Rock en Seine 2010 – Jour 3

Compte-rendu du dimanche 29 août au festival Rock en Seine.

Je commence par une glace gratuite et par les Français de Success. Leurs morceaux de rock electro n’ont rien d’extraordinaires, mais ils sont rythmés et le frontman, Mr. Eleganz, plein d’adrénaline, assure le show. Et parfois, pour un festival, bouger sur scène, c’est plus important que de bonnes chansons (cf. Beirut ci-dessous).

Mais qui sont ces rockeurs sur la Grande Scène avec des lunettes de soleil et ces longues barbes ? On dirait les ZZ Top ! Mais non, c’est Eels et sa bande de légendes du rock blues – dont je n’ai jamais entendu parler. E a concocté un set spécial été avec des reprises de Summer In The City et Summertime et des versions rock et enjouées de ses tubes I Like Birds et Mr. E’s Beautiful Blues. E n’est pas vraiment le bonhomme dépressif que l’on m’avait décrit.

Le concert de Beirut est agréable car ses chansons sont magnifiques, mais ça manque d’énergie, surtout sur la fin, surtout pour la Grande Scène.
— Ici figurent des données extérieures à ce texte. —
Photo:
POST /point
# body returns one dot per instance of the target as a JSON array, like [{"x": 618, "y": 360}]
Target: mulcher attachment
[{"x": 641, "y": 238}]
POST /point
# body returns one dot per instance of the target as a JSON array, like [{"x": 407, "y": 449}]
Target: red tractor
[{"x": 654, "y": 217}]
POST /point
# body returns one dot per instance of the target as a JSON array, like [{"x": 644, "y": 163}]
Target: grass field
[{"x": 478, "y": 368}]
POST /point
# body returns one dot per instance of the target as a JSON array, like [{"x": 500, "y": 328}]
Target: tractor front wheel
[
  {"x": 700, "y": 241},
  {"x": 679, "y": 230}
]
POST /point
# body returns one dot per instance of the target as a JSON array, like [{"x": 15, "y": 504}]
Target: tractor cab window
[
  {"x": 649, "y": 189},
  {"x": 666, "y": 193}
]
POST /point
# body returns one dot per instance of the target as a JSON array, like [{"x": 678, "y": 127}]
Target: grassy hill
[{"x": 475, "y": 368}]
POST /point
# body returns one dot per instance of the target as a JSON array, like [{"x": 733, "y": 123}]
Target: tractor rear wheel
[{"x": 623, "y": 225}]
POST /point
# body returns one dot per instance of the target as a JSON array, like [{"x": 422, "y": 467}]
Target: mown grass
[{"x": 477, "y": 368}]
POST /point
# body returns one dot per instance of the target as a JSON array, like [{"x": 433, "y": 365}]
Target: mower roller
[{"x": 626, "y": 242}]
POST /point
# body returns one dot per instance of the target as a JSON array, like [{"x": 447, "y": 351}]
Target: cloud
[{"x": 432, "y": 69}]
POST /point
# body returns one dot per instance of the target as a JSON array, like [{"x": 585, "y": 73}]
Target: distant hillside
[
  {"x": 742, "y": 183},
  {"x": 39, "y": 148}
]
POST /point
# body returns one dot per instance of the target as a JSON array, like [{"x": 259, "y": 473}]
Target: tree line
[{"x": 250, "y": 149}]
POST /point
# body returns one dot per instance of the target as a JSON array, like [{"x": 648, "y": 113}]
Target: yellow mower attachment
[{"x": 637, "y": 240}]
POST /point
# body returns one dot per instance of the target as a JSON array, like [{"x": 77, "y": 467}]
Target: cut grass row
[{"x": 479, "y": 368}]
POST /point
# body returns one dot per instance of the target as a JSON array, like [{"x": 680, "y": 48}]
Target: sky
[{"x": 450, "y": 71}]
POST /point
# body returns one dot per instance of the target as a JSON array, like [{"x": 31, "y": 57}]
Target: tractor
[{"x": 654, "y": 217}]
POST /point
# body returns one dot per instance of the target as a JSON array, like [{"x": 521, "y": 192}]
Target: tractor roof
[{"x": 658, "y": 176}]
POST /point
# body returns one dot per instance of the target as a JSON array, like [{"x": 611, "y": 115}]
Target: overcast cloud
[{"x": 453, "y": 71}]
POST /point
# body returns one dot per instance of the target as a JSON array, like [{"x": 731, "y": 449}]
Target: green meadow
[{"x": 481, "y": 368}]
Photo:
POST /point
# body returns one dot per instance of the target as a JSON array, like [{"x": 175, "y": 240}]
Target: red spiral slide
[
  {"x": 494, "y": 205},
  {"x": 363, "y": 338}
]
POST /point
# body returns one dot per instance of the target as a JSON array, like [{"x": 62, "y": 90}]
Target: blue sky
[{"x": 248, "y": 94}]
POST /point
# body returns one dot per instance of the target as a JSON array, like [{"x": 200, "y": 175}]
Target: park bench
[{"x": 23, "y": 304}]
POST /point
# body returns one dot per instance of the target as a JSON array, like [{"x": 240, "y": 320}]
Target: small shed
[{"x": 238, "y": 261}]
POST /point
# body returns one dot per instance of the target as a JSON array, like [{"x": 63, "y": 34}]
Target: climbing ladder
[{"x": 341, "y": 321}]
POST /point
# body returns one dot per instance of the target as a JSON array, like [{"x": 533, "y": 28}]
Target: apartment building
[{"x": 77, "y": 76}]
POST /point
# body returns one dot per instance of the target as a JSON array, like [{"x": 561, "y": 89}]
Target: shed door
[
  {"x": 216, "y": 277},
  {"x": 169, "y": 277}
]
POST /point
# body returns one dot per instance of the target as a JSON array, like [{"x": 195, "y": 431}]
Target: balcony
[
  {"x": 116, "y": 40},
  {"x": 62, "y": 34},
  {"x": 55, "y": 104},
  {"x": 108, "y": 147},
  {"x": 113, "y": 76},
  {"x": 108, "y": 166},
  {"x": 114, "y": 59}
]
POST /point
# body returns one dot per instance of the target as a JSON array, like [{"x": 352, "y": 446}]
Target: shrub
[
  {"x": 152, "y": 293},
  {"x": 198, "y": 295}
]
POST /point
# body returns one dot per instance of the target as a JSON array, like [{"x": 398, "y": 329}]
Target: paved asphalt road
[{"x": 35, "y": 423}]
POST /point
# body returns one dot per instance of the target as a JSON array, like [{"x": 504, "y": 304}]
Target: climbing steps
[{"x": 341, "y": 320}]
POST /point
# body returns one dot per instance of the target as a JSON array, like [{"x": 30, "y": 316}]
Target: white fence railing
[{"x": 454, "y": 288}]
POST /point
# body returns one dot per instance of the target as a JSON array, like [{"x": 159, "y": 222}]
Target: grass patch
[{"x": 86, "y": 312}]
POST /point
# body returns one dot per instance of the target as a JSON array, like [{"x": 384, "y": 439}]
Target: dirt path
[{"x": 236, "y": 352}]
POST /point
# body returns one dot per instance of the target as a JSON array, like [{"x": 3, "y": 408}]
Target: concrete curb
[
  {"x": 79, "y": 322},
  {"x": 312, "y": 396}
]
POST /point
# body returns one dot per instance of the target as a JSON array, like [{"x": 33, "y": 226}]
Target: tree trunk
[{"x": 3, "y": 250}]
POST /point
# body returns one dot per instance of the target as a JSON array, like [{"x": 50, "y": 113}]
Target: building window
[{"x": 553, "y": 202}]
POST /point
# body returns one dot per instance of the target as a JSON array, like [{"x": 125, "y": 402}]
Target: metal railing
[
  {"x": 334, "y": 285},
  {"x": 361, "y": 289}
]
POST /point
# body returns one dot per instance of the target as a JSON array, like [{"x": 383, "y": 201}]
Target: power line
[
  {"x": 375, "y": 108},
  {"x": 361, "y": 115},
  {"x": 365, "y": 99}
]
On est tout de même touchés par les mélodies, les arrangements de cuivres et la voix superbe de Zach Condon qui nous entraine à Nantes ou à Marseille pour des rencontres inavoubles.
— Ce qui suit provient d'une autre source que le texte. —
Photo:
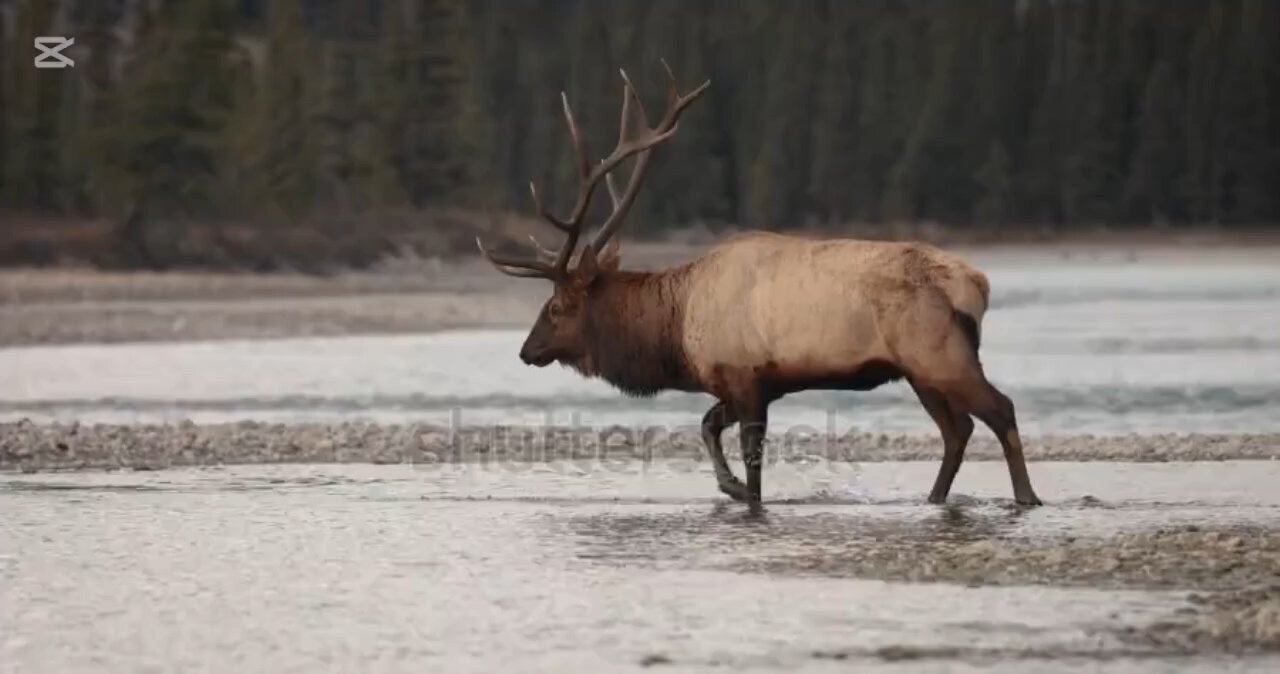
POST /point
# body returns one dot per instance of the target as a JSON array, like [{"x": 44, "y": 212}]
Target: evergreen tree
[
  {"x": 168, "y": 138},
  {"x": 33, "y": 166}
]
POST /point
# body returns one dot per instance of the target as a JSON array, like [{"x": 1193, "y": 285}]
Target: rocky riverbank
[{"x": 50, "y": 446}]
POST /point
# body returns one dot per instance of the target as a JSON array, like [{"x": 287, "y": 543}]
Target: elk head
[{"x": 558, "y": 333}]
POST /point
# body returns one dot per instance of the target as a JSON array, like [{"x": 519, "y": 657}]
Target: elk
[{"x": 759, "y": 316}]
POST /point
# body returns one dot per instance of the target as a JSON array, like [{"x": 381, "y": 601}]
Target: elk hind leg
[
  {"x": 956, "y": 429},
  {"x": 714, "y": 422},
  {"x": 996, "y": 411}
]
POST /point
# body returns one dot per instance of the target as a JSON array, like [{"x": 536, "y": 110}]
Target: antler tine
[
  {"x": 613, "y": 191},
  {"x": 590, "y": 175},
  {"x": 543, "y": 252},
  {"x": 515, "y": 266},
  {"x": 543, "y": 212},
  {"x": 666, "y": 128}
]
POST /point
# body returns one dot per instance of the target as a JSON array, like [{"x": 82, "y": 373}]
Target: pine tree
[
  {"x": 168, "y": 138},
  {"x": 423, "y": 73},
  {"x": 33, "y": 111},
  {"x": 287, "y": 157},
  {"x": 1152, "y": 184},
  {"x": 995, "y": 206}
]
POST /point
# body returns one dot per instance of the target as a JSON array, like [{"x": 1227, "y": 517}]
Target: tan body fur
[
  {"x": 763, "y": 315},
  {"x": 803, "y": 311}
]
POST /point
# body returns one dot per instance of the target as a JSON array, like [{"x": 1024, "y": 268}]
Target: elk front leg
[
  {"x": 753, "y": 425},
  {"x": 714, "y": 422},
  {"x": 956, "y": 429}
]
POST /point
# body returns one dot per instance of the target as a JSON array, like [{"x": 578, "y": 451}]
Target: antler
[{"x": 589, "y": 177}]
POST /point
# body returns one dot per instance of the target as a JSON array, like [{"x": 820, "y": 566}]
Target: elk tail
[{"x": 969, "y": 302}]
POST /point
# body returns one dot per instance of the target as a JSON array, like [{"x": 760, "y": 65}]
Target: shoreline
[{"x": 30, "y": 446}]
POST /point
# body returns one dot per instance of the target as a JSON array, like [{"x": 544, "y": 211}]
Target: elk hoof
[
  {"x": 735, "y": 489},
  {"x": 1028, "y": 500}
]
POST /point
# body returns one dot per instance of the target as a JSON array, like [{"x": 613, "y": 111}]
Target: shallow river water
[
  {"x": 1100, "y": 345},
  {"x": 474, "y": 568}
]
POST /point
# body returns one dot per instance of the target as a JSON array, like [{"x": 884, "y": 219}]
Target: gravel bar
[{"x": 31, "y": 446}]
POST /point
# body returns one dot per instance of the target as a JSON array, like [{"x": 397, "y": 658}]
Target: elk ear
[
  {"x": 611, "y": 257},
  {"x": 588, "y": 267}
]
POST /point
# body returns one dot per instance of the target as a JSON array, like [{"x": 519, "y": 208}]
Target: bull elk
[{"x": 759, "y": 316}]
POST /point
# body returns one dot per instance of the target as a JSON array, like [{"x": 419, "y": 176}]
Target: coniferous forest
[{"x": 976, "y": 113}]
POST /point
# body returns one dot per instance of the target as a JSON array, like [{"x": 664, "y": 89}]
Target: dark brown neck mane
[{"x": 634, "y": 331}]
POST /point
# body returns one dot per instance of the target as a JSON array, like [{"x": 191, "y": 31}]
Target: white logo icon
[{"x": 51, "y": 51}]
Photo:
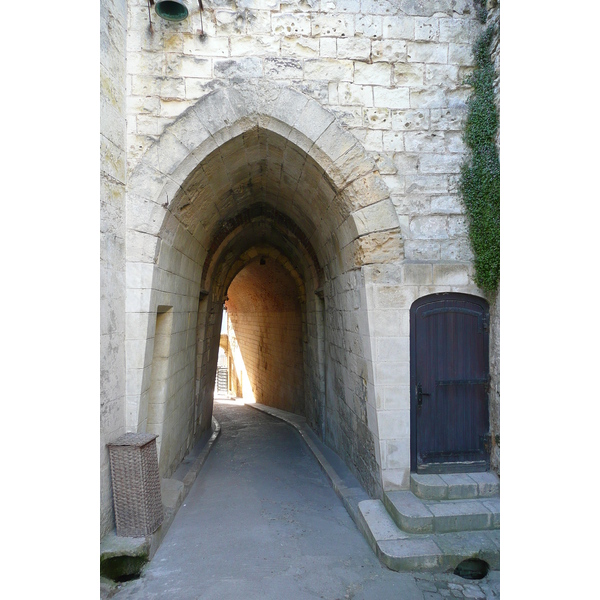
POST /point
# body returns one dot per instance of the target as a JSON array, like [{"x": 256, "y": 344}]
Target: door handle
[{"x": 420, "y": 394}]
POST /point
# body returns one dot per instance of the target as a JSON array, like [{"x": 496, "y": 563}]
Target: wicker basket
[{"x": 136, "y": 484}]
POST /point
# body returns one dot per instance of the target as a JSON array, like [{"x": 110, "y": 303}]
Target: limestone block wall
[
  {"x": 171, "y": 285},
  {"x": 112, "y": 240},
  {"x": 391, "y": 75},
  {"x": 494, "y": 17}
]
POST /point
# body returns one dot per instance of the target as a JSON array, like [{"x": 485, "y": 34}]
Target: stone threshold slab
[
  {"x": 455, "y": 486},
  {"x": 414, "y": 515},
  {"x": 436, "y": 552}
]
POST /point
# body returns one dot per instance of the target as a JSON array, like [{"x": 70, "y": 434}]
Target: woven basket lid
[{"x": 134, "y": 439}]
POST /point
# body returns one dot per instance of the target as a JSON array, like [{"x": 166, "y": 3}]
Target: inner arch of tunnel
[{"x": 317, "y": 200}]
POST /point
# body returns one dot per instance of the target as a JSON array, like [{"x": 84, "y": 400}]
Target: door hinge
[
  {"x": 486, "y": 441},
  {"x": 486, "y": 322}
]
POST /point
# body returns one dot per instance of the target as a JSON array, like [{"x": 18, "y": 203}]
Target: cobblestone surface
[{"x": 436, "y": 586}]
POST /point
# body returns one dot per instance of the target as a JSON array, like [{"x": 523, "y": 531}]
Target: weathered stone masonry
[{"x": 343, "y": 117}]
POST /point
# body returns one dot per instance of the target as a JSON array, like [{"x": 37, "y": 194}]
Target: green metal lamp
[{"x": 172, "y": 10}]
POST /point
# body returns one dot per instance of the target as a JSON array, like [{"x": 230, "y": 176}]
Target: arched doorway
[
  {"x": 449, "y": 356},
  {"x": 228, "y": 179}
]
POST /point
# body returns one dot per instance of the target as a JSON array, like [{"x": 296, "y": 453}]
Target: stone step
[
  {"x": 455, "y": 486},
  {"x": 434, "y": 552},
  {"x": 414, "y": 515}
]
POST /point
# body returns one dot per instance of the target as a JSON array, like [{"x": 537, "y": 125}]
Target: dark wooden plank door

Le show des Ting Tings sur la Grande Scène m’a enthousiasmé, mais je suis vendue ! Jules De Martino et Katie White, vêtus de combinaisons de travail rouges, sont seuls sur scène pendant la quasi totalité de leur set. Ils commencent par We Walk, chanson qui me touche à cause du boulot et de la théorie d’Hirschman sur Loyalty, Voice et Exit et « if it all goes wrong, we walk ». Et ça enchaîne les tubes de l’album : Great DJ, Shut Up And Let Me Go, la très bonne nouvelle chanson The Hands, une mini reprise de Psychokiller des Talking Heads et ça se termine sur That’s Not My Name. Il y a tout de même un petit passage à vide au milieu du set. Problème technique ? Pas grave, c’est pardonné. Je suis vendue, je vous dis.
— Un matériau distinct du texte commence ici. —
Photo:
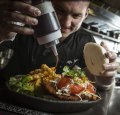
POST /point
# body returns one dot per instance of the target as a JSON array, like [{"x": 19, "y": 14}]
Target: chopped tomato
[
  {"x": 91, "y": 88},
  {"x": 75, "y": 89},
  {"x": 64, "y": 81}
]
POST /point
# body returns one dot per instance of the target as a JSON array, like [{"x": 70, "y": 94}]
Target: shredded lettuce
[{"x": 73, "y": 72}]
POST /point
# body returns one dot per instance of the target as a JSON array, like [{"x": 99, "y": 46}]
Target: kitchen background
[{"x": 104, "y": 23}]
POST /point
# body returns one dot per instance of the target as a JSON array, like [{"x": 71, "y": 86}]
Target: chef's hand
[
  {"x": 12, "y": 11},
  {"x": 110, "y": 69}
]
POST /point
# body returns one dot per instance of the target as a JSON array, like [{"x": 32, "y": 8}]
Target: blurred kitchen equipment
[
  {"x": 48, "y": 29},
  {"x": 5, "y": 57}
]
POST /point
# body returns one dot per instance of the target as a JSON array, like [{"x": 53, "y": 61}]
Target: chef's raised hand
[
  {"x": 111, "y": 67},
  {"x": 106, "y": 78},
  {"x": 20, "y": 11}
]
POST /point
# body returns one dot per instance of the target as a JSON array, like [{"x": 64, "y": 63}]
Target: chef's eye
[{"x": 59, "y": 11}]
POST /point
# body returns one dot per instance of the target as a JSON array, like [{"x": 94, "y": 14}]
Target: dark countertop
[{"x": 110, "y": 105}]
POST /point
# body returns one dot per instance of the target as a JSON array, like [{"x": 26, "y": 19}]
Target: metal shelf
[{"x": 102, "y": 36}]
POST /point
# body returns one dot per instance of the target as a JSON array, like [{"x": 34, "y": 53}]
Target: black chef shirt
[{"x": 29, "y": 55}]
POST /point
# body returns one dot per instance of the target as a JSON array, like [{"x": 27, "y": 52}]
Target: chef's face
[{"x": 71, "y": 14}]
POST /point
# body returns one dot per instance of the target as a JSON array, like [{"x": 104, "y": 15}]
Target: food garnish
[{"x": 71, "y": 84}]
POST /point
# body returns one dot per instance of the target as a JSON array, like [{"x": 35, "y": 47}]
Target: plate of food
[{"x": 45, "y": 90}]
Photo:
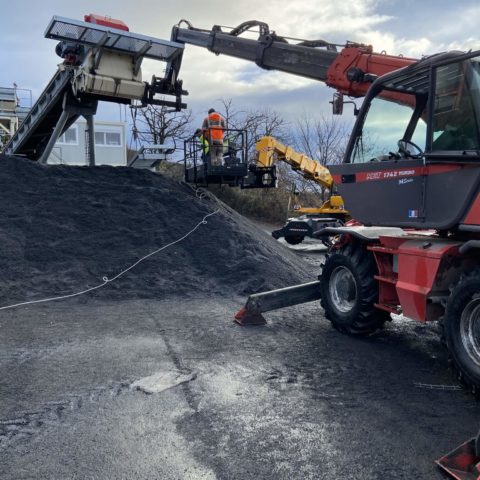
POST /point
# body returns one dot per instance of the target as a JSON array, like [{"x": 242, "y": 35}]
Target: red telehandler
[{"x": 410, "y": 176}]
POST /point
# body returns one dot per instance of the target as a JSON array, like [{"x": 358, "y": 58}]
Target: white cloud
[{"x": 409, "y": 27}]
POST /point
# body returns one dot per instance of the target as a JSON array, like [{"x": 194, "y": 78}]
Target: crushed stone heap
[{"x": 63, "y": 228}]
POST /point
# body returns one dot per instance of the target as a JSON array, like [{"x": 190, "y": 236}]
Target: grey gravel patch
[{"x": 158, "y": 382}]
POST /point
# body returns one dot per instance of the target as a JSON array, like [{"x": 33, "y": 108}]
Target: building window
[
  {"x": 69, "y": 137},
  {"x": 108, "y": 139}
]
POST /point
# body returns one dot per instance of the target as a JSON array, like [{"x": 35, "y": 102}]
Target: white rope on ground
[{"x": 107, "y": 280}]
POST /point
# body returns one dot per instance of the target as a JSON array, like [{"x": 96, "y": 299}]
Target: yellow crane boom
[{"x": 270, "y": 150}]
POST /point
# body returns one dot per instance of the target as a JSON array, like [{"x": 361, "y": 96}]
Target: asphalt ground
[{"x": 171, "y": 388}]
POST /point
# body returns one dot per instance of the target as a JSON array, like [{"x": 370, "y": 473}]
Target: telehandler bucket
[{"x": 463, "y": 463}]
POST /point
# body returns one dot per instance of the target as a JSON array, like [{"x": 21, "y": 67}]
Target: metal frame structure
[{"x": 62, "y": 102}]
Roxy Music, ça me passe un peu au-dessus. J’ai l’impression de rater quelque chose et je me console en me disant que je suis trop jeune pour comprendre.

C’est la première fois que je vois Arcade Fire sur scène et leur prestation confirme toute l’estime que j’ai pour ces Montréalais. Ils enchaînent des morceaux puissants et magnifiques : Keep the Car Running, Neighborhood #2 (Laika), No Cars Go… Des merveilles de mélodie. Les musiciens s’amusent, échangeant les instruments : Régine Chassagne passe de la batterie, au chant et à l’accordéon. Zach Condon et un autre musicien de Beirut font une apparition sur Ocean of Noise pour jouer de la trompète et c’est magique. Le groupe, comme le public, est prêt à prolonger la grâce, mais le concert est interrompu par la pluie, qui tombe de plus en plus fort, au point que le groupe doit arrêter de jouer pour éviter de s’électriser. Après quelques minutes de pause, Arcade Fire revient pour un dernier morceau, Wake Up, dans une version semi-acoustique où les musiciens chantent en chœur. Le morceau terminé, les spectateurs retournent vers le métro sous la pluie. Et dire qu’il faut retourner bosser demain après ça.